Python functions
We are currently updating our minimal Python RAP package template, which is freely available to use via Github: RAP package template.
A function is a block of organised code that is reusable, and is used to perform a single defined action. Functions can take in multiple values (arguments) and can also return a value after executing. The code of the function only runs when it is called.
Features of a function
In Python, the standard library provides many useful built-in function such as len(), print(), str(), int(), however the programmer can define their own function to suit their particular needs and requirements.
Python functions are defined by using the def
keyword. Here is an example of a Python function which converts the argument temp
which is a value representing a temperature in Fahrenheit, into Celsius:
# Define the function
def fahrenheit_to_celsius(temp):
new_temp = (temp - 32) * (5/9)
return new_temp
# Use the function
fahrenheit_to_celsius(77)
>>> 25.0
It's also a common convention to return a Python expression directly, instead of assigning it to a variable. In previous example, we can re-write the same function to be more concise:
If you don't specify anything to be returned, your function will return None.

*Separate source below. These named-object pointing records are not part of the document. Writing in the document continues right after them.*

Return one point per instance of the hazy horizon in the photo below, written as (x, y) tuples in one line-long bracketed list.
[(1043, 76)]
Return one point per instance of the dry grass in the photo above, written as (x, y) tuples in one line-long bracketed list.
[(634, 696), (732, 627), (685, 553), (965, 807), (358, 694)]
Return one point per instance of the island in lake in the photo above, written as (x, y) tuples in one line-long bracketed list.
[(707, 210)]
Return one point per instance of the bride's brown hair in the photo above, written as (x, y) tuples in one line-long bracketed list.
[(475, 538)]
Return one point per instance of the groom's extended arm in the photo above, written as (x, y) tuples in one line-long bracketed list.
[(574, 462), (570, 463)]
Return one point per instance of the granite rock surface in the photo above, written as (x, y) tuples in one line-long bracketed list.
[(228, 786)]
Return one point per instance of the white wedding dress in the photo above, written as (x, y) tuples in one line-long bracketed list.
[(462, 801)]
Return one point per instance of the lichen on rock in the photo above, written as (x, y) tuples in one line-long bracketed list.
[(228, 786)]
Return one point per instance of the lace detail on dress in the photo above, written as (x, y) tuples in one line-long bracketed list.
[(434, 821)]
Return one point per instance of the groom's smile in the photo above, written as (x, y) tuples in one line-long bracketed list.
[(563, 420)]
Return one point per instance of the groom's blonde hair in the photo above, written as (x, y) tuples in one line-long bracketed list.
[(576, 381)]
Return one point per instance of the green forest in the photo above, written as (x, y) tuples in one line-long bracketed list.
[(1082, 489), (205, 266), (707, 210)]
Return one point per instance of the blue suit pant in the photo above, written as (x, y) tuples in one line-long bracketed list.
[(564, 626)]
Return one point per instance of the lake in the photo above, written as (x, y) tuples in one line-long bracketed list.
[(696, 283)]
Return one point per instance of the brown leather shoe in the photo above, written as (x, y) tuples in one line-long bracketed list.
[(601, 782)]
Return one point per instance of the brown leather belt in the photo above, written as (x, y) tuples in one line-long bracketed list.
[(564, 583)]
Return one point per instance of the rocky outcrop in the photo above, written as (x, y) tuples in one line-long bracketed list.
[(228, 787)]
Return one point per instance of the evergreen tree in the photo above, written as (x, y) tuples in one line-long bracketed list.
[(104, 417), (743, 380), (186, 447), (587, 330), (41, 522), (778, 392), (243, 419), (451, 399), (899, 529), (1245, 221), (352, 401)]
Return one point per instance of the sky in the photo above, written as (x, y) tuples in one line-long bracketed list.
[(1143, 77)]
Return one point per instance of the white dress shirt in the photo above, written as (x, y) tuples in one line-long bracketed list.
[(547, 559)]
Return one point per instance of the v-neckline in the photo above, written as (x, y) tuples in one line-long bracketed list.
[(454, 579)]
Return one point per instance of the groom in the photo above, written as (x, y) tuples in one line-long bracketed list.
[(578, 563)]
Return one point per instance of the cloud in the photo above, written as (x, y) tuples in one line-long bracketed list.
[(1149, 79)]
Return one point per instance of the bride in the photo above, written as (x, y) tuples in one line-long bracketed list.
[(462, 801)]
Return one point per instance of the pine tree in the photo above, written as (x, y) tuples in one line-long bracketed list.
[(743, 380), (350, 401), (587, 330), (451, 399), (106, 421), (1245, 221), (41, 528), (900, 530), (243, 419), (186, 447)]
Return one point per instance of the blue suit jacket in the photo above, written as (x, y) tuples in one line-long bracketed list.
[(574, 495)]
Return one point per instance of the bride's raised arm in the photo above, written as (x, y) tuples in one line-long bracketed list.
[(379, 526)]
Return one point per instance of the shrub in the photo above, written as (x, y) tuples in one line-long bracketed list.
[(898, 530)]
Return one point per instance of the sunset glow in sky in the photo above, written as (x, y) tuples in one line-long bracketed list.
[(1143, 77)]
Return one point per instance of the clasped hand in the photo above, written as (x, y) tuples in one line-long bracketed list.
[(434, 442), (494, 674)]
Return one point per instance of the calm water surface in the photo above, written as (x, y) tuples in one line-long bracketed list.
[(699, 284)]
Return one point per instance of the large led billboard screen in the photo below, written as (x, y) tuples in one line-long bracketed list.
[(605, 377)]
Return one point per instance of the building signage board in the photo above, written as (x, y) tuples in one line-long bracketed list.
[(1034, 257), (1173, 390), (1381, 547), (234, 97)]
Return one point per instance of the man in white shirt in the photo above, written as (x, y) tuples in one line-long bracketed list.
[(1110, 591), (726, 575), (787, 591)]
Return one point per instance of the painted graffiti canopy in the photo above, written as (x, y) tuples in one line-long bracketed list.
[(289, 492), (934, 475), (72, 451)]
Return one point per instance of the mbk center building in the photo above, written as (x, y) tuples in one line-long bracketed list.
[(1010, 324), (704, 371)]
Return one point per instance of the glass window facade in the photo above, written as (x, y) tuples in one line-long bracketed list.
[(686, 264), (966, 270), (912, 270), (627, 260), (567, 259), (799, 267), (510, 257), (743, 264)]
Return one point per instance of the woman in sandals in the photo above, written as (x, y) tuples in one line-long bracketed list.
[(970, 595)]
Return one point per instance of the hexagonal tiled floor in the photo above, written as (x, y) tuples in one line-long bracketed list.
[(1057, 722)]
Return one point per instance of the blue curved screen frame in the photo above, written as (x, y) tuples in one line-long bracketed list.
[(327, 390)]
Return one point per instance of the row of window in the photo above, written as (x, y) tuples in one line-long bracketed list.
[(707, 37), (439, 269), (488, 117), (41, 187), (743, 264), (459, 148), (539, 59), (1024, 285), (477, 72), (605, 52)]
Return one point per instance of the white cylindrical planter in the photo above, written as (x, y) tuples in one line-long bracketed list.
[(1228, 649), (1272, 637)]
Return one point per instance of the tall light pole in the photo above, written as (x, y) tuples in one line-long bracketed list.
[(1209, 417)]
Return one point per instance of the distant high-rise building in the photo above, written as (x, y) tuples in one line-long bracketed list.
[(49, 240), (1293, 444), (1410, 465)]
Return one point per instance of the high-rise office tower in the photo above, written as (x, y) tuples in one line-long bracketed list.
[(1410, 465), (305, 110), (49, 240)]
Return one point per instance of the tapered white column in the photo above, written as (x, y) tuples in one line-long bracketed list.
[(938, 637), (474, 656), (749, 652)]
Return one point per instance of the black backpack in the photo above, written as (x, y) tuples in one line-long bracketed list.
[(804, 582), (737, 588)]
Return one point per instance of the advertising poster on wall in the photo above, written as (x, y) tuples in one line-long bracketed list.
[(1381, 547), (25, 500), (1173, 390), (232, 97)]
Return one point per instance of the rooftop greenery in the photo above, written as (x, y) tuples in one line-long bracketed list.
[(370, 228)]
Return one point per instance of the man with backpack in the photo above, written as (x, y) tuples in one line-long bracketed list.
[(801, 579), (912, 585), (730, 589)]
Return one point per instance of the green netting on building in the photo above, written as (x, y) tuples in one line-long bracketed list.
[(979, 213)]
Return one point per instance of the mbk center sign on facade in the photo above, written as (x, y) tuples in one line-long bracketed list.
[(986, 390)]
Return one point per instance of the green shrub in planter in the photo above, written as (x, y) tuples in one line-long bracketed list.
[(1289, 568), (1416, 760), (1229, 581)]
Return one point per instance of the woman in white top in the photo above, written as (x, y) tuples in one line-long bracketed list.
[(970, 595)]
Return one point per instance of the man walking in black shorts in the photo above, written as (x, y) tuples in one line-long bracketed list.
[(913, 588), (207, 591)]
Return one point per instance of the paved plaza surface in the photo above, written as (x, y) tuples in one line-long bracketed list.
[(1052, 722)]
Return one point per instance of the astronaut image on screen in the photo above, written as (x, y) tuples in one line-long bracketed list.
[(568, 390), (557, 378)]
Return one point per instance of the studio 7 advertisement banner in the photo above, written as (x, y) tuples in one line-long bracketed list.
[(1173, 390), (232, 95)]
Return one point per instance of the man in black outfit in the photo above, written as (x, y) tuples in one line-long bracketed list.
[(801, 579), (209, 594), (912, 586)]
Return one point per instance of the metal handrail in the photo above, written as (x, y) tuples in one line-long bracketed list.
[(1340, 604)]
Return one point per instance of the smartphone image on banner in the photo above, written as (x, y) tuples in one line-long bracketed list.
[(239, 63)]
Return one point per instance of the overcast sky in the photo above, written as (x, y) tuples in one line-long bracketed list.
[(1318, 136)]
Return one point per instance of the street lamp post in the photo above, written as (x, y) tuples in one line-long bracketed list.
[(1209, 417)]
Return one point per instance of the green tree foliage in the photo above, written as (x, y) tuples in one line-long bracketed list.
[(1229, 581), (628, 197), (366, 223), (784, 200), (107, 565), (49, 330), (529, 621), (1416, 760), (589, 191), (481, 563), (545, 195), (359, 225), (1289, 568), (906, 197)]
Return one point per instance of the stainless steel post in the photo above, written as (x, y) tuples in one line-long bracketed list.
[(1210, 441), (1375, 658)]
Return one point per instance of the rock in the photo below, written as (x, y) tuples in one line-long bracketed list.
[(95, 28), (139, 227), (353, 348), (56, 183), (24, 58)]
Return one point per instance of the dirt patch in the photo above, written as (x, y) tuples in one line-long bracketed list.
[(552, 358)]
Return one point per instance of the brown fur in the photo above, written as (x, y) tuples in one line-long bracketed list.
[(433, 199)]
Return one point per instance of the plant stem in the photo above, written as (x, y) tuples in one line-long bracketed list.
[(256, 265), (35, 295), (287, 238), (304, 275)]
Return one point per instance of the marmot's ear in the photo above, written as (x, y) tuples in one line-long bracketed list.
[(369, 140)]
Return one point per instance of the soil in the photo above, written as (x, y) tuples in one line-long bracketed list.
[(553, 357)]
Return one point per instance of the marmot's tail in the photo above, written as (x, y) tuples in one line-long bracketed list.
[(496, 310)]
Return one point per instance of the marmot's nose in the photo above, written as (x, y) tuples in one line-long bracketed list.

In this example we can see all the features of a function:
- The name of the function is
fahrenheit_to_celsius()
(you should use snake_case here) - The function has one argument
temp
. Function arguments in Python are listed between the parentheses after the function name. Additional function arguments are separated by commas. - The code body calculates the value of the input Fahrenheit temperature in Celsius.
- The function returns the result of this calculation. This is done using the return keyword in python. When the program hits the return keyword it immediately returns the value specified after the keyword and exits the function. If the function doesn't return anything (which it does not need to) then the function is exited when all the code in the function body has been executed.
- When calling a function, you need to supply argument inputs for all parameters, otherwise, the Python interpreter will raise a TypeError. Remember to supply the arguments in the same order that the parameters are appeared so that it can be assigned correctly.
Why use functions?
There are several benefits to using functions, we will discuss the following here:
- They cut down on repetitive code by allowing you to call previously written blocks of code.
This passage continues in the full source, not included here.